He quickens his pace, passes a few streets, makes a left turn, and finally faces the front of a beautiful two story home – which is the abode of his lady love.
This château has the very look of comfort. The steep, dark brown shingled roof, and the gold trimmed windows, gives the impression that it had been built for admiration and for show by the wealthy, perhaps a century ago. This dwelling is made of cut stones, varying in hues of pinks, greys and blues, with small white rocks interspersing – merely adding to its richness. And the look is made complete with perfectly trimmed hedges that sit on both sides of the entryway. Six large steps lead to the porch, and were built in a half-circle formation. One could take a short walk on each foothold, but tonight Donaree pays no attention to any of the great qualities of this château, and he does not try to be supple as he climbs these extraordinary stairs, for he is missing every other step as he bounds up to the great stone porch.   
Upon reaching the entrance, he knocks on the front door. There is no answer, so he knocks a second time. He then hears someone slowly throw the bolt; and after only a moments pause, the door handle starts to turn. Finally, but very slowly, the door begins to open, and suddenly stops only three inches from where it originally stood.
Donaree looks on with pure curiosity.
A pretty eye starts looking at him through the small opening of the doorway. Two eyes, or rather three, join in a state of staring, until the one eye from behind the door recognizes the huge soldier. Upon this, the girl immediately swings open the door, throws herself into the Musketeer’s arms, and starts screaming a cry of relief.
“Ah! Monsieur de La Donaree – how happy I am to see you.”
“You weren’t so happy to see me a few moments ago.” says he, seeing that it is again Missy the maid: a girl of eighteen years, with blonde flowing hair, and who has the prettiest of blue eyes.
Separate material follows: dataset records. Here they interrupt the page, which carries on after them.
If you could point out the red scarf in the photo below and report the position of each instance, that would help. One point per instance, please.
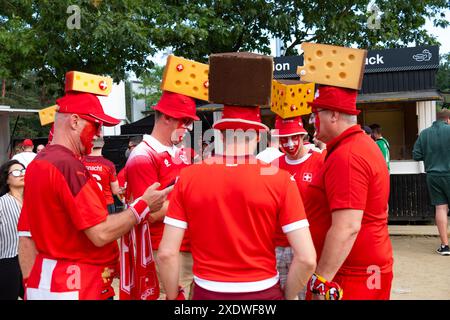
(138, 279)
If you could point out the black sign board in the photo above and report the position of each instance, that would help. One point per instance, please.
(389, 60)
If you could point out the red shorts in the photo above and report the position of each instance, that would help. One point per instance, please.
(273, 293)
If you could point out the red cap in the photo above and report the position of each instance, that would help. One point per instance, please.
(177, 106)
(289, 127)
(244, 118)
(337, 99)
(27, 143)
(87, 106)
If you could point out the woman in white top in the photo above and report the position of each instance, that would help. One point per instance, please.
(11, 198)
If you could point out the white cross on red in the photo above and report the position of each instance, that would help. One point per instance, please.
(307, 177)
(103, 85)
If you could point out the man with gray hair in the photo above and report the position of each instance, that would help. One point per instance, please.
(432, 147)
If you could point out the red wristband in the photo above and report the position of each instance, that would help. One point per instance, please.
(181, 295)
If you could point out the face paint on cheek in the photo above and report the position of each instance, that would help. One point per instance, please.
(317, 123)
(178, 135)
(87, 135)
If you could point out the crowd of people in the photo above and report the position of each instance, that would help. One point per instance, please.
(298, 221)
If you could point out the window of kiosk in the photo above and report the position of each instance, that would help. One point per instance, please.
(398, 123)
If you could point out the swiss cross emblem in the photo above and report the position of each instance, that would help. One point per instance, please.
(103, 85)
(307, 177)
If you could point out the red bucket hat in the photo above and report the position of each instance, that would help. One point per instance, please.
(27, 143)
(244, 118)
(87, 106)
(176, 105)
(337, 99)
(289, 127)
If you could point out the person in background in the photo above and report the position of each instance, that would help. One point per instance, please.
(382, 143)
(432, 147)
(39, 148)
(132, 143)
(104, 171)
(27, 155)
(11, 198)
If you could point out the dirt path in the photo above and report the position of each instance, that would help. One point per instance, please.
(419, 272)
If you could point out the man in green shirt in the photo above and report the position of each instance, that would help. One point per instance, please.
(382, 143)
(433, 148)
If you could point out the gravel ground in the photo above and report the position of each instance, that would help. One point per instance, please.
(419, 272)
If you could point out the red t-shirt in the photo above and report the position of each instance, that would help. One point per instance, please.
(61, 200)
(121, 176)
(232, 211)
(104, 172)
(303, 171)
(354, 176)
(152, 162)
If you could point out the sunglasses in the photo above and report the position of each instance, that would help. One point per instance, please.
(17, 173)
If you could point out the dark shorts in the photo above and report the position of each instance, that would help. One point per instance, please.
(273, 293)
(439, 189)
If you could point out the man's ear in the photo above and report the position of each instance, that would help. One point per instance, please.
(335, 115)
(74, 121)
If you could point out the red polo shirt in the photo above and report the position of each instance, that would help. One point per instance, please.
(152, 162)
(233, 219)
(302, 171)
(61, 200)
(354, 176)
(104, 172)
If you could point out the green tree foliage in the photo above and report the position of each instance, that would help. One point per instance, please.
(111, 38)
(347, 23)
(443, 74)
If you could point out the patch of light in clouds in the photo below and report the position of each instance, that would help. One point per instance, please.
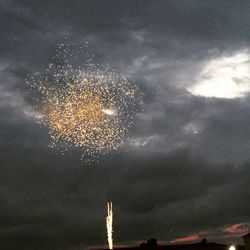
(224, 77)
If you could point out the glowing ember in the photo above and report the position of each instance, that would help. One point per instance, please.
(109, 222)
(87, 106)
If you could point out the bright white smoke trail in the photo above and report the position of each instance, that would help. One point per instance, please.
(109, 222)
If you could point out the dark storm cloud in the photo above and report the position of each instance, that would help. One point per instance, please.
(184, 169)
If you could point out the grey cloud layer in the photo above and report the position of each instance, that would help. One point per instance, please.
(49, 201)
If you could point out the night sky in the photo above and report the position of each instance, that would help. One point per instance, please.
(183, 174)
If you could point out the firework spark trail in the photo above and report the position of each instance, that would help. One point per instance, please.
(109, 224)
(88, 106)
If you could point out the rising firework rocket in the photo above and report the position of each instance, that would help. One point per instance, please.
(109, 222)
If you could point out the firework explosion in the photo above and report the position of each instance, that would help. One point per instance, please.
(90, 107)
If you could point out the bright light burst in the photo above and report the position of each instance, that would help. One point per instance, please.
(109, 224)
(88, 106)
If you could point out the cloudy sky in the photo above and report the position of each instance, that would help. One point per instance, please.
(182, 175)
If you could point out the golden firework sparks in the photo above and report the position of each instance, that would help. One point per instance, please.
(109, 224)
(91, 107)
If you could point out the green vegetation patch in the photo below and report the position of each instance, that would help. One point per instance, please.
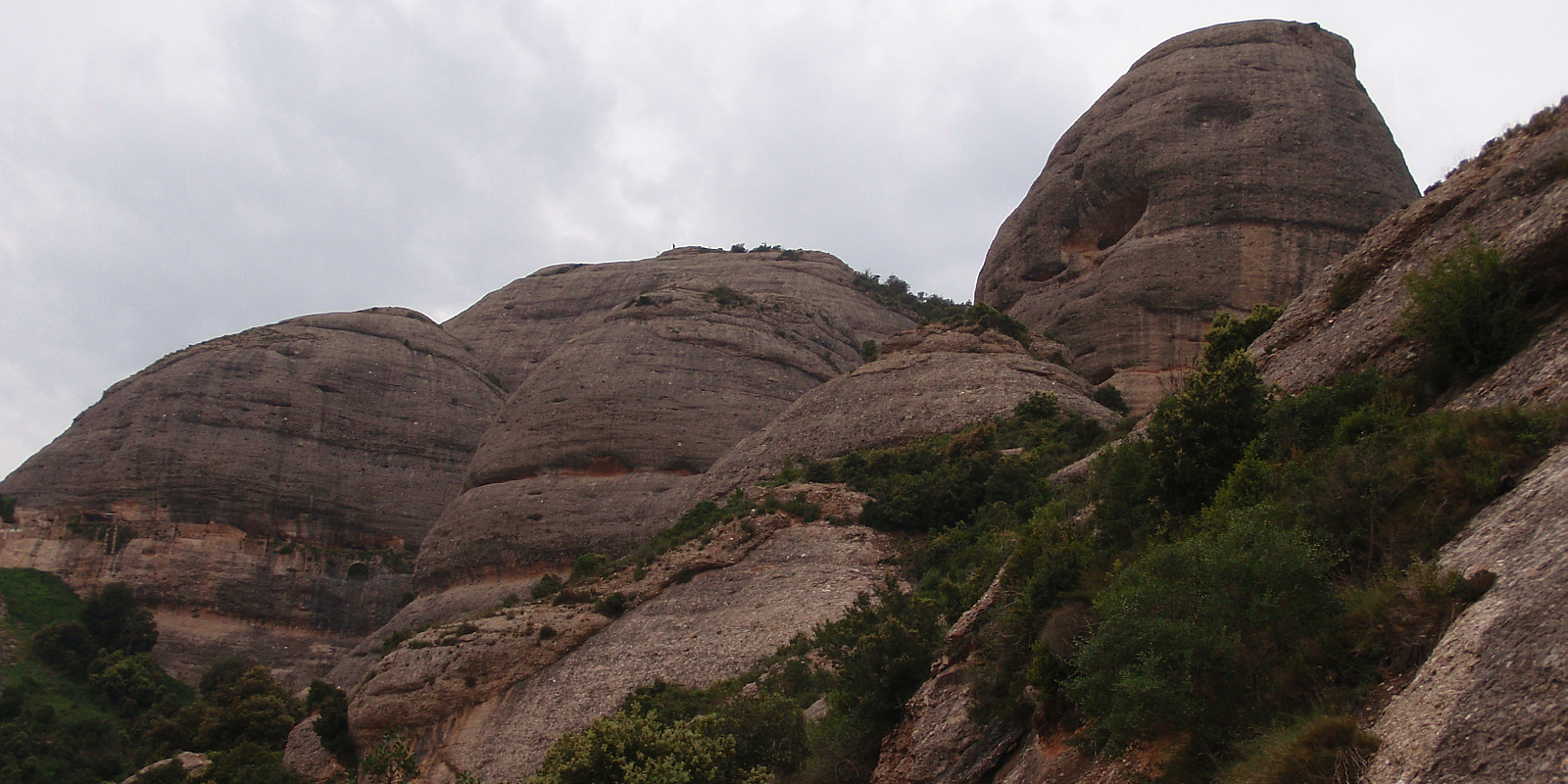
(1471, 308)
“But you do not understand,” she says, “I had to hurry back to be by the side of my mistress.”
“Missy, let me speak with Madame Rose.”
“I wish I could let you, but you see, she is not here – she has left without me!”
“Well, where did she go?”
“Oh, if I knew that, I would not be so upset!”
He pulls her from his body. “Missy,” he says, holding the girl by the shoulders, and looking straightway into her eyes, “I have a feeling that you are not telling me everything.”
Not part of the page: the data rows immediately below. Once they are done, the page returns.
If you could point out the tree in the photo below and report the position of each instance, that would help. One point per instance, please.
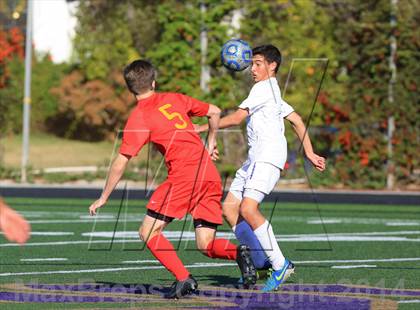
(362, 37)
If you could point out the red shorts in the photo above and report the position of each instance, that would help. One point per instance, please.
(201, 200)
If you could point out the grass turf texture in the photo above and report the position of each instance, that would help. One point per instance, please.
(388, 232)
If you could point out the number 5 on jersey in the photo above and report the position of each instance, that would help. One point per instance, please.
(181, 124)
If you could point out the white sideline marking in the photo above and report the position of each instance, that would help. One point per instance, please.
(50, 233)
(353, 266)
(196, 265)
(88, 220)
(42, 259)
(352, 220)
(140, 261)
(384, 260)
(402, 224)
(64, 243)
(413, 301)
(7, 274)
(189, 235)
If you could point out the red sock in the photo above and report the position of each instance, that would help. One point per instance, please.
(221, 248)
(164, 251)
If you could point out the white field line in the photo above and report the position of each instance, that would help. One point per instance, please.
(379, 260)
(81, 221)
(413, 301)
(8, 274)
(190, 236)
(353, 266)
(228, 235)
(50, 233)
(140, 261)
(196, 265)
(42, 259)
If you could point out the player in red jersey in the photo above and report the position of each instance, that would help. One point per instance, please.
(193, 184)
(14, 226)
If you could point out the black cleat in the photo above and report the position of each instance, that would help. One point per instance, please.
(182, 288)
(244, 260)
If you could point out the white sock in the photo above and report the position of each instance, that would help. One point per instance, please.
(269, 243)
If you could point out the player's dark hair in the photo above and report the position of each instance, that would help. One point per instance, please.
(139, 76)
(270, 53)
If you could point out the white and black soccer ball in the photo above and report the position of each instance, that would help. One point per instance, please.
(236, 55)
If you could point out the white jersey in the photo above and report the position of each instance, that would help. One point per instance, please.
(265, 125)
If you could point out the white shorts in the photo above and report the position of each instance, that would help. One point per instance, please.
(255, 180)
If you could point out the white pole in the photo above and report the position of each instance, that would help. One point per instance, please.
(390, 180)
(205, 70)
(27, 92)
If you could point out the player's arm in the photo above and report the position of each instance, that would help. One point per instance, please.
(13, 225)
(229, 120)
(300, 130)
(117, 170)
(213, 125)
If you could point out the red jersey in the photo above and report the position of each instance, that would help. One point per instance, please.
(164, 119)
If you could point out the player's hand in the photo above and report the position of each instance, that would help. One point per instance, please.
(317, 161)
(96, 205)
(196, 128)
(14, 226)
(215, 154)
(200, 128)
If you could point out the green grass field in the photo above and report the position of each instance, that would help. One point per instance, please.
(351, 245)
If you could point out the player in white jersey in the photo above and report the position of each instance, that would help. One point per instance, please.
(264, 110)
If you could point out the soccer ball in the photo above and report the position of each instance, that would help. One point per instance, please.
(236, 55)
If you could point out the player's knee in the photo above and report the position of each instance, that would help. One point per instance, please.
(203, 245)
(247, 213)
(146, 234)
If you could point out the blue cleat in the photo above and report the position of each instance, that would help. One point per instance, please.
(278, 277)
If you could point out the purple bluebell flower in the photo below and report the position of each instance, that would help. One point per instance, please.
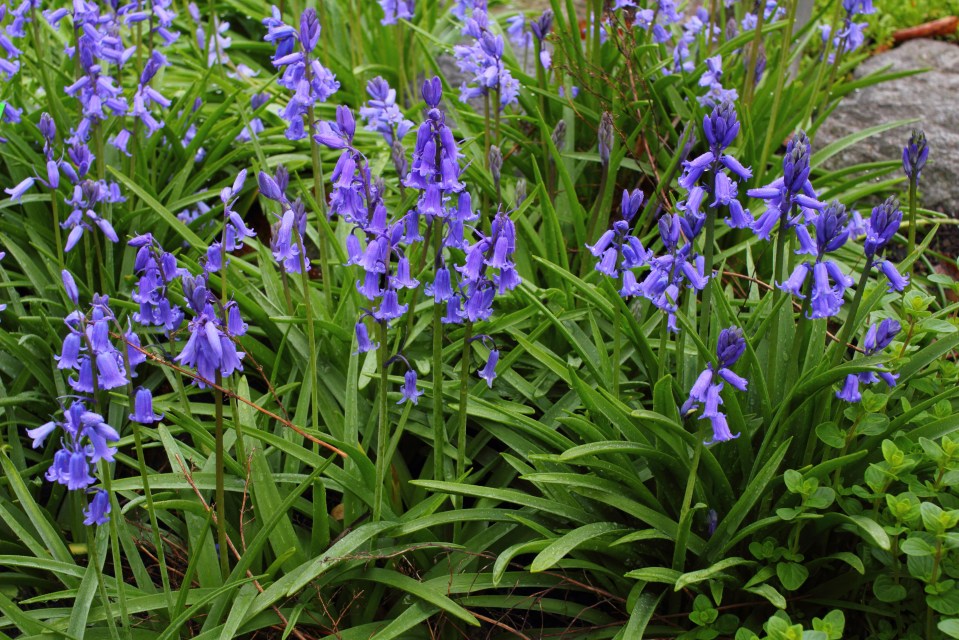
(488, 372)
(668, 273)
(410, 393)
(881, 228)
(99, 510)
(381, 112)
(877, 338)
(706, 390)
(84, 441)
(303, 75)
(143, 408)
(394, 10)
(914, 155)
(157, 270)
(482, 60)
(793, 191)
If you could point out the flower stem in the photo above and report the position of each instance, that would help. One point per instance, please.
(439, 425)
(617, 317)
(464, 398)
(220, 490)
(381, 436)
(850, 324)
(783, 71)
(911, 246)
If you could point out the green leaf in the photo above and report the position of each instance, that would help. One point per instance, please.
(704, 574)
(791, 575)
(950, 627)
(563, 545)
(886, 590)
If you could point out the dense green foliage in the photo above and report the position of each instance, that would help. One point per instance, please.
(573, 497)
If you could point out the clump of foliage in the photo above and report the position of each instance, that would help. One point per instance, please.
(529, 325)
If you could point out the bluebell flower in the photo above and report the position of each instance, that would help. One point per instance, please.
(482, 61)
(381, 112)
(488, 372)
(394, 10)
(881, 228)
(829, 282)
(914, 155)
(706, 390)
(303, 75)
(410, 393)
(792, 190)
(668, 273)
(618, 250)
(143, 408)
(877, 338)
(99, 510)
(157, 270)
(86, 439)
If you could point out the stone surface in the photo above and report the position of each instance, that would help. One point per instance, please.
(931, 97)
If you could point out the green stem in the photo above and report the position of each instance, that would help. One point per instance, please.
(705, 307)
(319, 197)
(382, 438)
(439, 426)
(778, 273)
(750, 86)
(679, 552)
(101, 587)
(850, 324)
(115, 548)
(220, 490)
(783, 71)
(617, 316)
(911, 246)
(464, 398)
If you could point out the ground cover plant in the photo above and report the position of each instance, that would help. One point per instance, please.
(445, 320)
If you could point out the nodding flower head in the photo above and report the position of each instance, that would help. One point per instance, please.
(721, 127)
(796, 163)
(914, 155)
(542, 25)
(831, 227)
(309, 30)
(605, 137)
(731, 346)
(432, 92)
(882, 226)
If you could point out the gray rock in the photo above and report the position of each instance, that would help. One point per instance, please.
(929, 96)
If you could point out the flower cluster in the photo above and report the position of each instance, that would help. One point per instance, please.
(712, 78)
(792, 192)
(394, 10)
(914, 155)
(10, 61)
(829, 282)
(285, 246)
(234, 229)
(878, 337)
(381, 112)
(881, 228)
(721, 127)
(303, 75)
(708, 386)
(86, 440)
(211, 347)
(157, 270)
(482, 59)
(852, 34)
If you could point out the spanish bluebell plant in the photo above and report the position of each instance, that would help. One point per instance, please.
(705, 393)
(879, 336)
(914, 157)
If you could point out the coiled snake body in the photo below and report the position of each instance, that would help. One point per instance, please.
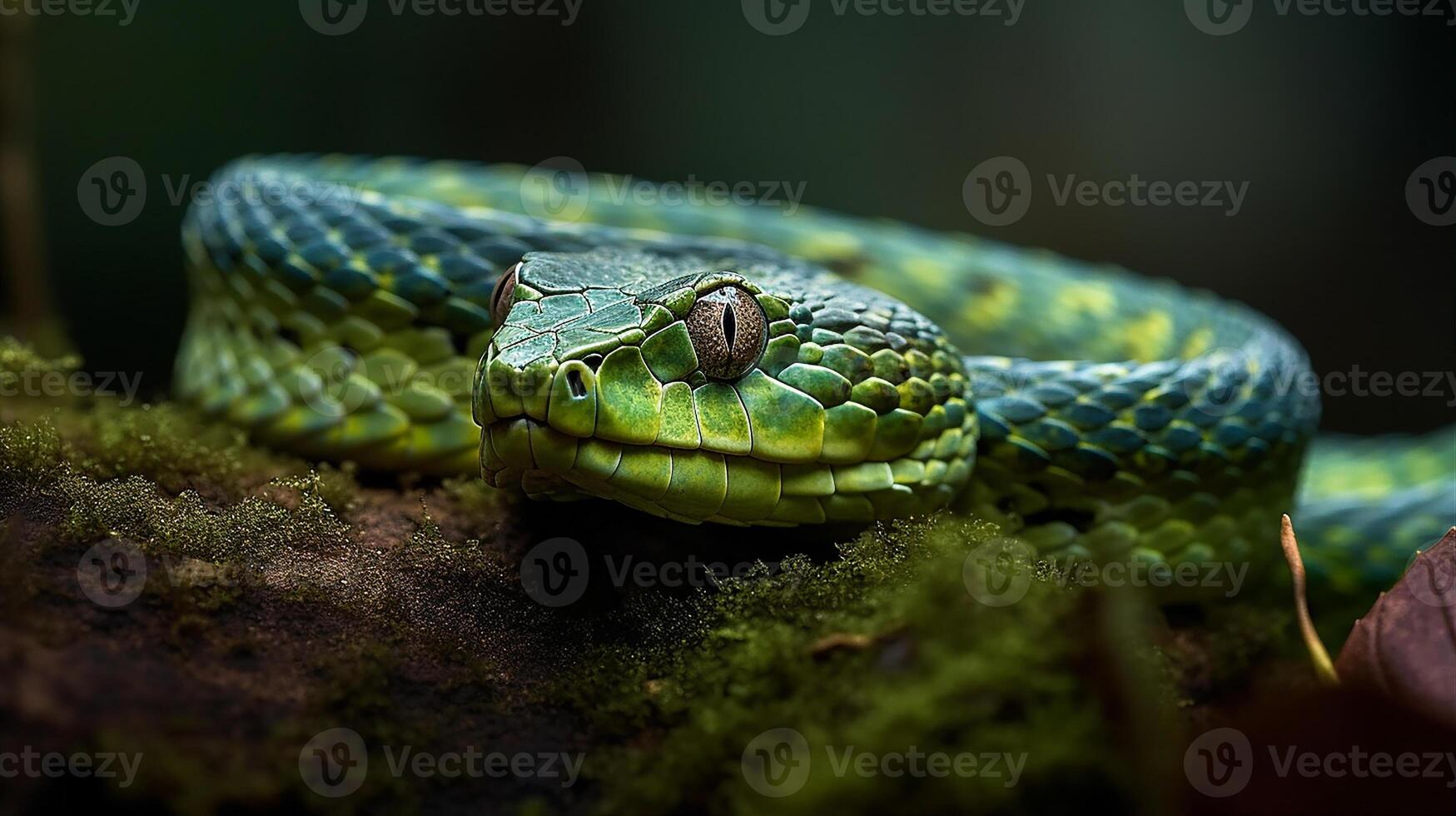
(742, 366)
Tears begin flowing! “Oh, monsieur, you must help my mistress.”
“But how can I help her if you do not tell me what has happened? Now, calm yourself, Missy – and start from the beginning.”
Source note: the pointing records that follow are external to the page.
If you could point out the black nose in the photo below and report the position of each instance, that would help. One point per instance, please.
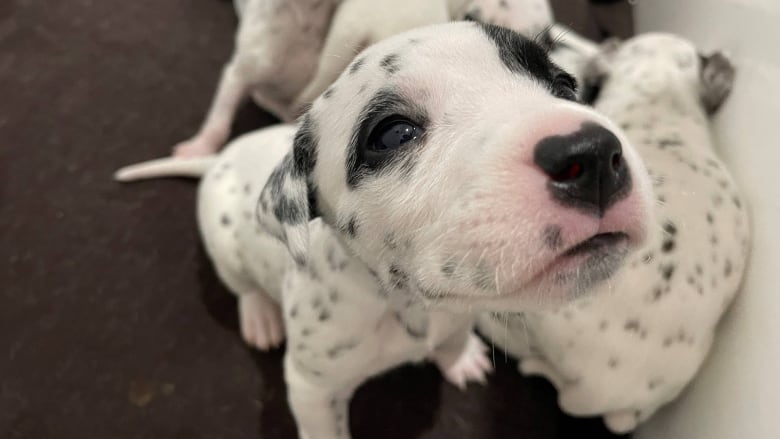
(586, 168)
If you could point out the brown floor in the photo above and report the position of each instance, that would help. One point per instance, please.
(112, 323)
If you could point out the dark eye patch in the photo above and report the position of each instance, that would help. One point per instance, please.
(564, 86)
(387, 129)
(391, 134)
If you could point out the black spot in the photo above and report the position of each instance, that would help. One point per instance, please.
(449, 267)
(652, 384)
(657, 294)
(632, 325)
(413, 332)
(552, 237)
(390, 241)
(341, 348)
(390, 63)
(357, 65)
(473, 15)
(663, 143)
(667, 271)
(522, 55)
(304, 149)
(329, 92)
(288, 211)
(350, 227)
(324, 315)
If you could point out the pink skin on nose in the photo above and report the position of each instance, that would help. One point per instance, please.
(524, 194)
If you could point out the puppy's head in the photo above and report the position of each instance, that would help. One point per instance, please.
(528, 17)
(455, 164)
(656, 64)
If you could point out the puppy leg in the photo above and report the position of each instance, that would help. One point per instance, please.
(260, 317)
(261, 320)
(462, 358)
(537, 366)
(341, 46)
(320, 409)
(216, 128)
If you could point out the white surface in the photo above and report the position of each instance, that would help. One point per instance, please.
(737, 395)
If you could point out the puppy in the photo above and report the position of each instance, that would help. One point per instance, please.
(416, 194)
(529, 17)
(633, 347)
(360, 23)
(277, 45)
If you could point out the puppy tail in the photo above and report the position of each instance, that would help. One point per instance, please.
(166, 167)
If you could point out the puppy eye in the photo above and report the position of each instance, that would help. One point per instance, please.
(393, 133)
(565, 86)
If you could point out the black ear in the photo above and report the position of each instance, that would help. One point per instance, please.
(286, 206)
(598, 69)
(717, 79)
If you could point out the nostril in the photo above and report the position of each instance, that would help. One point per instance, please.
(572, 172)
(617, 161)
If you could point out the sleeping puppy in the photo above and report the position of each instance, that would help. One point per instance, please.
(414, 195)
(359, 23)
(277, 45)
(633, 347)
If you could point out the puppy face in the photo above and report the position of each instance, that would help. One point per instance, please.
(657, 64)
(446, 158)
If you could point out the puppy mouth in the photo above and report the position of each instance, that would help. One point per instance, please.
(597, 243)
(587, 262)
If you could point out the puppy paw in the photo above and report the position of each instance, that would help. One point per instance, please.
(535, 366)
(261, 321)
(472, 365)
(195, 147)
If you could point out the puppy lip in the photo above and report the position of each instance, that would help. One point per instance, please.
(597, 245)
(599, 241)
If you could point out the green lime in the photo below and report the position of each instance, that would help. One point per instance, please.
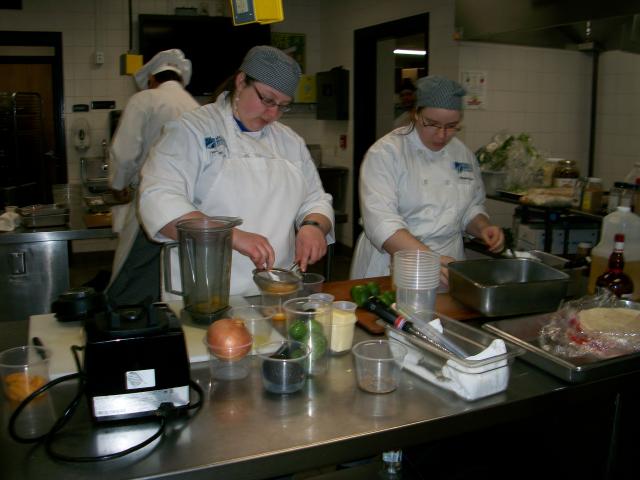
(298, 330)
(316, 327)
He now hands her his handkerchief, a very expensive one, and she wipes glittering tears from such a sad face.
“Well, monsieur,” she begins, calming herself, but still choked from grief, “it was not thirty minutes ago when someone knocked at the front door. Naturally, I answered it, and found standing in front of me two men that I could hardly see in the darkness; but, from the voice which I heard, I did not recognize them.”
She pauses for a moment, as if thinking over what she is going to say next.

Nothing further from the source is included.